Но Петр лишь махнул рукой. Конечно, он понимал, что Юля обиделась бы, узнав об этом прощальном свидании, но сердце неудержимо влекло его к ней, ничего он не мог с этим поделать. Оно бешено колотилось всю дорогу до аэропорта и чуть не разорвалось, когда он увидел Дашу - блестящую, элегантную - в очереди на регистрацию рейса. Она издали заметила его, с большим букетом свежих роз, и, махнув рукой, радостно выбежала навстречу. Они стояли друг перед другом взволнованно дыша, и им надо было так много сказать, что не хватало слов, чтобы выразить обуревающие их чувства.
- Вот, это тебе! - только и смог произнести Петр, протягивая цветы. Пусть хоть Америка принесет тебе счастье!

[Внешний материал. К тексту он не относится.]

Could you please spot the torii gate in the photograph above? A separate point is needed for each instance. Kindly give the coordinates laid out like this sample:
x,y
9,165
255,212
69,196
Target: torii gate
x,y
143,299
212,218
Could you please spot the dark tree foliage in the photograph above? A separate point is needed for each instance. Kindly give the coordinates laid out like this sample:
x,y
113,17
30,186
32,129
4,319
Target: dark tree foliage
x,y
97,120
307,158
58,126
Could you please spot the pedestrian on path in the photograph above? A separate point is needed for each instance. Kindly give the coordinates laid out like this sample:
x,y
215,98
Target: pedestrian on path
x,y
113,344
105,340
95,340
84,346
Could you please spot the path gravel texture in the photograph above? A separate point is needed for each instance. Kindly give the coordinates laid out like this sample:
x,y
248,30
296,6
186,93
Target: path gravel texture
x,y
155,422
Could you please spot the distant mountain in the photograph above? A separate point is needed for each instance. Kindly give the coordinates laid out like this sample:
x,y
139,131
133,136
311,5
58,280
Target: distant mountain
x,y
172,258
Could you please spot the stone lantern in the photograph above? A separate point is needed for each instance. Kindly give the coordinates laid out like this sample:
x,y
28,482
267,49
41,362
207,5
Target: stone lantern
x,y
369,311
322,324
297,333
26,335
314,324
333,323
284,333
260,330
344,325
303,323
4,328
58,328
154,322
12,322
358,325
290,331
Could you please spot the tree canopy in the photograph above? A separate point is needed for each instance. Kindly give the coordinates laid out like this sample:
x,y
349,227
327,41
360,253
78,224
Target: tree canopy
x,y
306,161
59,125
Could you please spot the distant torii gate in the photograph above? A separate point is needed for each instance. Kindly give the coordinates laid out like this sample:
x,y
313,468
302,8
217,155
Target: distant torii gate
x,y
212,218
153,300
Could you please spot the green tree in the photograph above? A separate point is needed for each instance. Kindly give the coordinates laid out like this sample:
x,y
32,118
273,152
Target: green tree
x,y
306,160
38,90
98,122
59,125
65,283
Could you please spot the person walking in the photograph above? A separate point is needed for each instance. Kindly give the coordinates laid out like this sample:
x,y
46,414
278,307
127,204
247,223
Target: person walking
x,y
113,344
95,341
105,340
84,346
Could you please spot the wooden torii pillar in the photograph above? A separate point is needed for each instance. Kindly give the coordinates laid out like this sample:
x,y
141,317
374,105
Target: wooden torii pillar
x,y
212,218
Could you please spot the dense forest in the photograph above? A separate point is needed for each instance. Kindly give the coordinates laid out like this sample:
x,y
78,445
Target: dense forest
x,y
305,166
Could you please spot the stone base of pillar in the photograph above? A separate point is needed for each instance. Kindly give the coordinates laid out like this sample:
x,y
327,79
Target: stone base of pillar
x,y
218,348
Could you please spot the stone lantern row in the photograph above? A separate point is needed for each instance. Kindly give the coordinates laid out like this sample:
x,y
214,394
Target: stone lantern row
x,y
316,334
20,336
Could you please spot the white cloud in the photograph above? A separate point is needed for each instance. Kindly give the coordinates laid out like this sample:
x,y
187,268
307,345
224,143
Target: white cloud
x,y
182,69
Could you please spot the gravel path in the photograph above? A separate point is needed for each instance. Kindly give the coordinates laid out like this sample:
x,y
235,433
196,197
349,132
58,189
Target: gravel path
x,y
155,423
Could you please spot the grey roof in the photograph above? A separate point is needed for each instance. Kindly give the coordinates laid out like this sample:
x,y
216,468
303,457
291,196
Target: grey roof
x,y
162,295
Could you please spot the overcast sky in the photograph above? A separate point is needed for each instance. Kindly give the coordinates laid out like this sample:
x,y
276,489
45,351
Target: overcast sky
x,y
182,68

- Спасибо, Петя! - Даша неотрывно глядела на него глазами полными слез.
Поддаваясь неудержимому порыву, не обращая внимания на окружающих, одновременно сделав шаг навстречу, они заключили друг друга в объятия.
- Петенька... милый! Как же... я буду жить... без тебя? - горячо шептала Даша. - Мне не нужен... никто другой!
- Любимая моя... Дашенька!.. Без тебя... нет мне счастья! - отвечал Петр, и слова эти шли из глубины сердца.
Губы их слились в страстном, последнем поцелуе, длившемся, пока не задохнулись... Голос диктора вернул их с небес на грешную землю:
- Заканчивается регистрация билетов на рейс Москва - Нью-Йорк!
Даша встрепенулась и сделала попытку освободиться из его объятий.
- Все кончено! Ничего уже не изменишь! - с глубокой печалью произнесла она, глядя на него так, словно хотела запомнить на всю жизнь.
- Видит Бог... как мне тошно... как больно... тебя терять... прерывающимся голосом молвил Петр и невероятным усилием воли заставил себя сделать шаг назад.
Понурив голову Даша покатила свой большой чемодан на контроль, а Петр смотрел ей вслед, пока не скрылась. Он чувствовал себя совершенно опустошенным - ощущение, что утратил душу и она вместе с Дашей улетает в далекую Америку.
Глава 38. Невинная жертва
В теплый апрельский день, когда на улицах Москвы весело журчали весенние ручьи, Раису Васильевну выписали из клиники и перевезли на квартиру у Зубовской площади. Несмотря на интенсивное лечение, была она очень слаба, из дома не выходила. Желая, чтобы долгожданная свадьба дочери состоялась до ее отъезда в Германию, скрывала недомогание, бодрилась и даже старалась участвовать в приготовлениях.